The point has been made that universities have become too focused on their approach as businesses, rather than their role in places or to their students. Is that fair?
“I understand the point but the reality is that is where policy has driven them because you can only operate if you are financially sustainable and so that has become an inevitability. I don’t think any of us find that the space where we would have chosen to be,” she says.
“It’s a real challenge at the moment and I hope I don’t sound too trite in saying this but the time of challenge also gives the opportunity to look at things differently and I think that’s a part of the landscape that having a review into these different things may help shape because you can’t assume that what we did 10 years ago is necessarily going to be the shape of the future.”
As if to demonstrate just how interwoven higher education is when we meet in central Cardiff, from the windows surrounding us, two universities and a higher education college are within our eyelines.
Does she have faith in the future however it will look? “I absolutely have faith in the future because we have to have faith in the future and people will always be wanting to achieve their ambitions and have the opportunity to reach their dreams won’t they? Whether it will look the same way it looks now? Probably not.

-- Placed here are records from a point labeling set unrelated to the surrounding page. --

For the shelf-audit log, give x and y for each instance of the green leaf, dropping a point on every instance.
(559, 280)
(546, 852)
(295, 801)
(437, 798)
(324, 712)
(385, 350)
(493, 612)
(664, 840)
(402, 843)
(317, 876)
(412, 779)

“I think things will look different but in a sense that’s why we’ve got a different sort of structure in Wales, the tertiary sector.
“Universities will absolutely be at the heart of that future but it has to be at the heart and the future of our graduates but also of Wales. To be a strong, this isn’t a political point at all, but I think to be a strong country into the future we need strong universities, we need successful education, we need to drive prosperity, we need research and innovation that is going to position us where we should be.”